Fact is, this album could have been made any time in the last 12 years, only this was the one that was made 12 years ago.
Yes, this album is corny at times. Sometimes the production is kinda syrupy. Sometimes I listen to this album and I depict images from Rent or some kinda super cheesy "runaway-to-New-York-and-live-off-alcohol-and-sex-while-you're-still-young" film. I hate films like that (ex: when people think they're artistic but they're not). Then you take a step back from what stupid messages that have accompanied this album's music in the last 10 years. You start thinking about what it meant then. You Forgot It In People was sonic, epic and innovative. It's messages are actually quite vague. ("Looks Just Like The Sun"- What the heck does that mean?) Even though these are mostly love songs, there is a strong lyrical personality on this album (let's just say "it looks just like the sun" 10 times and call it good). The music on here covers a surprisingly broad range of genres. The production on the acoustic guitars are particularly enjoyable.
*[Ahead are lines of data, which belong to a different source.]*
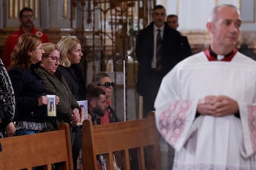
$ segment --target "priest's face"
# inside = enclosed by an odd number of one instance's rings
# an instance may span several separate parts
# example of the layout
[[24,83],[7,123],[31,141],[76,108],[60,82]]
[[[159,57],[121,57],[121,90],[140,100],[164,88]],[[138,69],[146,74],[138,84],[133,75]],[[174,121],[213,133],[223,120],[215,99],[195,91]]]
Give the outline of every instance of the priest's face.
[[221,7],[216,12],[213,21],[207,23],[207,28],[211,34],[211,46],[214,51],[214,49],[219,48],[223,51],[226,49],[229,52],[238,42],[241,25],[240,14],[229,6]]

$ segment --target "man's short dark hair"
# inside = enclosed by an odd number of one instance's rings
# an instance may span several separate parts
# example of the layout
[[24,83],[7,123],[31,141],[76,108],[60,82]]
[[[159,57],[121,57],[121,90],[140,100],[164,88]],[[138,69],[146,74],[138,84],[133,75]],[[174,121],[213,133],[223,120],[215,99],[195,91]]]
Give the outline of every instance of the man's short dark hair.
[[31,8],[30,8],[30,7],[23,7],[20,11],[20,14],[19,14],[19,17],[20,17],[20,18],[22,18],[22,17],[23,17],[23,12],[24,12],[25,11],[29,11],[29,12],[32,12],[32,14],[34,14],[33,12],[33,9],[32,9]]
[[86,99],[90,102],[92,100],[99,100],[101,95],[106,95],[106,92],[98,87],[90,87],[87,89]]

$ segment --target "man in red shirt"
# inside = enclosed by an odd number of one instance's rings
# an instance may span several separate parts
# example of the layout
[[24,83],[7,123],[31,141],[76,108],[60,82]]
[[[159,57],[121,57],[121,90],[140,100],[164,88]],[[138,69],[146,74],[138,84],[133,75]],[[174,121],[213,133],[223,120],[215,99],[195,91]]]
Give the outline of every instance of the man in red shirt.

It's most popular tracks are "Lover's Spit" and "Anthems for a 17 Year Old Girl," which are definitely some emo-indie song titles, but their attitude was something new for 2002. My favorite track (like all albums) is the one that sounds like Dinosaur Jr. ("Cause = Time"). This album has some epic, theatrical moments as well as some temporary smooth jazz moments and cutesy-pie tracks. It reminds me what it's like to be young and emotionally unstable. Unlike anything else, it takes me back to being 17 and doodling in my basement bedroom. Which is weird, because I never knew any of these songs when I was actually 17.
So this album explains Candian indie for the last 12 years, as well as the new culture of toque-wearing, alcohol-doused, depressingly-freewheelin', annoyingly-hipster young adults. Much like Nirvana's Nevermind, you gotta love the original and scorn at the after-products. As a music critic myself, I'm not sure where You Forgot ranks among the Truly Great albums of the 2000s, but quickly learning to love this album just this past month taught me that it doesn't freaking matter.